Universidade do Algarve lidera descoberta sobre criatividade pré-histórica no deserto árabe

Investigação arqueológica coordenada pela Universidade do Algarve reconstruiu uma história de adaptação e sobrevivência humana com 100 mil anos, num dos ambientes mais inóspitos do planeta.

Redação

Recorrendo a técnicas inspiradas na ciência forense, uma equipa internacional de arqueólogos, liderada por Jeffrey Rose, investigador do Centro Interdisciplinar de Arqueologia e Evolução do Comportamento Humano (ICArEHB) da Universidade do Algarve, reconstruiu uma história de adaptação e sobrevivência humana com 100 mil anos, num dos ambientes mais inóspitos do planeta.

Ao longo dos últimos 15 anos, a equipa identificou várias centenas de locais de fabrico de ferramentas de pedra no sul de Omã, região que serviu de corredor crucial para as primeiras migrações dos nossos antepassados diretos, Homo sapiens, que saíram de África. Em comunicado, os investigadores explicam que a análise das alterações de corrosão ambiental sofridas pelas ferramentas de pedra ao longo do tempo permitiu identificar duas vagas distintas de migração, separadas por milhares de anos.
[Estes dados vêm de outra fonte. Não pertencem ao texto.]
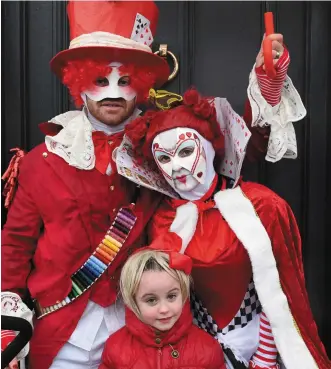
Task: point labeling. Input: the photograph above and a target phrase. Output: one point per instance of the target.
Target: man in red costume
(242, 237)
(71, 224)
A segunda vaga destaca-se por uma notável inovação, dizem: a criação de ferramentas de pedra significativamente menores e mais eficientes durante um período de forte aridez na Arábia.

“Descobrimos uma história que estava literalmente espalhada pelo solo do deserto”, afirma Rose, autor principal do estudo publicado recentemente na revista ‘Journal of Paleolithic Archaeology’.
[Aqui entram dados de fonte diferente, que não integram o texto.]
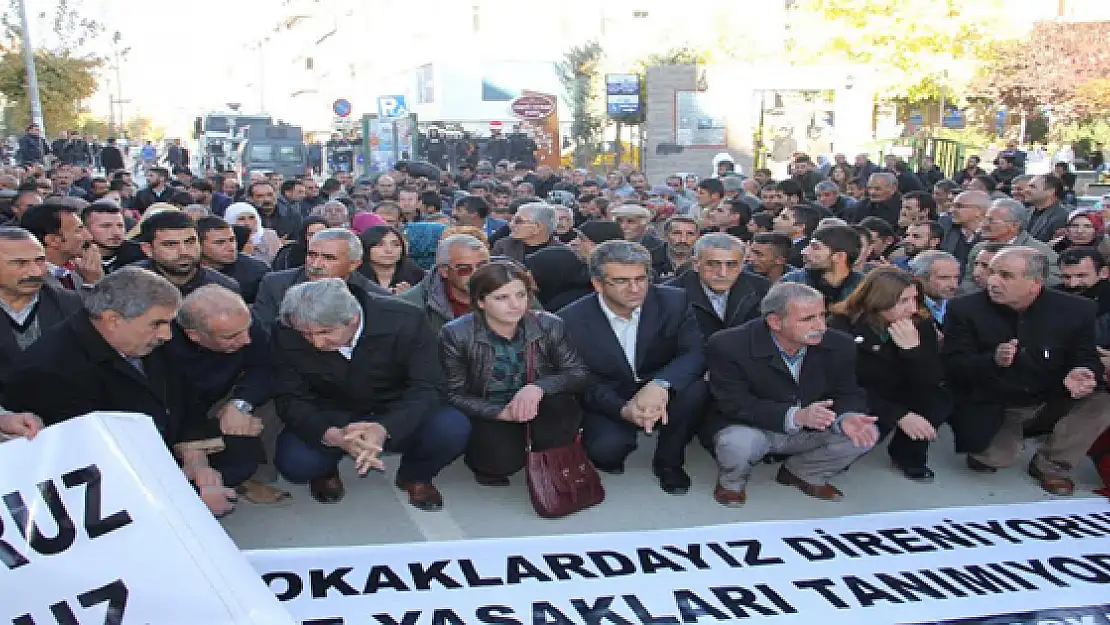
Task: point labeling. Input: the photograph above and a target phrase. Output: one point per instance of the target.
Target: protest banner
(99, 525)
(956, 565)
“Estas ferramentas miniaturizadas sugerem um grande salto em termos de criatividade e resolução de problemas, e podem representar um dos primeiros exemplos da nossa espécie a encontrar uma saída para uma crise ambiental”, acrescenta.

“CSI:Clima”

A equipa aplicou métodos semelhantes aos da investigação forense para estudar como as condições desérticas afetam ferramentas de pedra ao longo de milénios.

Observando o desenvolvimento de uma alteração mineral da superfície dos artefactos, foi possível distinguir artefactos mais antigos de outros mais recentes, revelando dois grupos com estilos de ferramentas bastante diferentes, apesar de ambos utilizarem a tecnologia africana denominada “Levallois Nubiense”.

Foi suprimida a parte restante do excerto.